Summary:
The paper presents a solution to the multipath routing and scalalability problems in the current Internet that uses BGP. The new solution solves these problems while allowing all BGP policies, exposing a large set of paths, making it possible to know what paths would be used, giving senders the choice in path selection, and reducing the size of the forwarding information base (FIB). The dataplane works as follows:
- Each network will label its routers and end-hosts with one or more vnodes.
- Each network exposes a vnode to its neighbors. When packets arrive from that neighbor, they will arrive to the exposed vnode.
- Each network constructs a set of paths it allows using its vnodes and the neighbor's vnodes. These paths are called pathlets.
- Each pathlet is labeled with a forwarding identifier (FID), and each (first hop vnode, FID) pair is globally unique. The first hop vnode is the first vnode in a pathlet identified by its FID.

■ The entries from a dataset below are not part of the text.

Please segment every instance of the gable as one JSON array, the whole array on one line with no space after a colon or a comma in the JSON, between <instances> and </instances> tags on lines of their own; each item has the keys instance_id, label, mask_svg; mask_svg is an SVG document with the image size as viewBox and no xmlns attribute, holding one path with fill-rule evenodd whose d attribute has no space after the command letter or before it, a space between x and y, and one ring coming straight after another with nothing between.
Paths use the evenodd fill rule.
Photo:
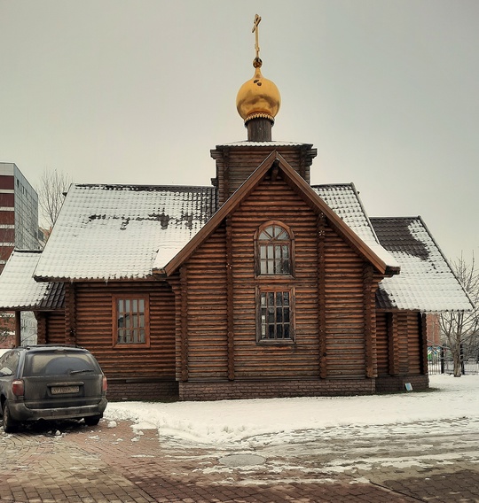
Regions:
<instances>
[{"instance_id":1,"label":"gable","mask_svg":"<svg viewBox=\"0 0 479 503\"><path fill-rule=\"evenodd\" d=\"M190 241L186 246L168 264L161 267L155 263L154 272L169 275L185 263L185 260L222 223L222 221L241 205L255 190L257 185L271 170L271 177L274 180L278 173L302 199L317 213L325 214L329 224L341 235L366 261L372 263L381 274L397 274L397 262L378 244L373 236L365 241L344 221L339 217L318 197L318 193L301 178L301 176L277 152L272 151L258 166L255 173L238 189L238 190L220 207L203 228ZM270 202L270 203L271 203ZM373 236L372 234L372 236Z\"/></svg>"}]
</instances>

- Pathlets are disseminated through the network (this is the control plane's job).
- A network can then proceed to construct more general pathlets that start at a vnode in the network but can contain vnodes in other non-neighboring networks.
- These "general" pathlets are of the form v1, FID1, ..., FIDn
- A sender constructs a path by finding a number of pathlets that together connect the sender to the receiver. The path looks like the following: v1, F1, ..., Fn where the Fi are FIDs.
- When the packet arrives at the router labeled v1 in the sender's provider, the router checks that v1 is the start of the pathlet identified with F1, and drops it if not.
- Otherwise, there are two choices. 1) If the FID1 is a "base" case FID that only connects local vnodes with neighboring vnodes, the router pops v1 and F1 from the path and replaces them with the vnode v2 at the end of the pathlet. 2) Otherwise if F1 is a "generalized" pathlet, then is replaces v1 and F1 with v2, FID2, ..., FIDm. So the packet now has path: v2, FID2, ..., FIDm, F2, ..., Fn.
- Each (vnode, FID) pair at the beginning of the path is either replaced with one vnode or with a vnode and a list of other FIDs, until the destination is reached.
Pathlet dissemination uses a path vector algorithm.
For a particular class of transit policies the authors call local transit (LT) policies, forwarding tables in the switches can be very small. These LT policies construct only "base" case pathlets that only have local vnodes or neighboring vnodes. Unfortunately, these policies cannot depend on a route's destination such as in BGP.
They come up with the notion of "policy emulation" to compare their architecture to others. They define "policy emulation" as: protocol P can emulate protocol Q if P can produce every outcome that Q can produce while using a similar amount of overhead. By their admission, this definition is limited since it has no notion of security or cost.
Pathlet routing can emulate BGP and IP strict routing with no modifications. To emulate MIRO and NIRA, the authors needed to extend the pathlet routing dissemination protocol to allow a router to pull pathlets from a non-neighboring vnode. On the other hand, pathlet routing cannot emulate "generalized" NIRA or Feedback Based Routing (FBR) because they use a packet's previous hops. In addition, FBR has both blacklisting and whitelisting that can represent some policies much more efficiently than pathlets. Pathlet rouing cannot emulate routing deflections and path splicing since they would require a large amount of control traffic to the senders.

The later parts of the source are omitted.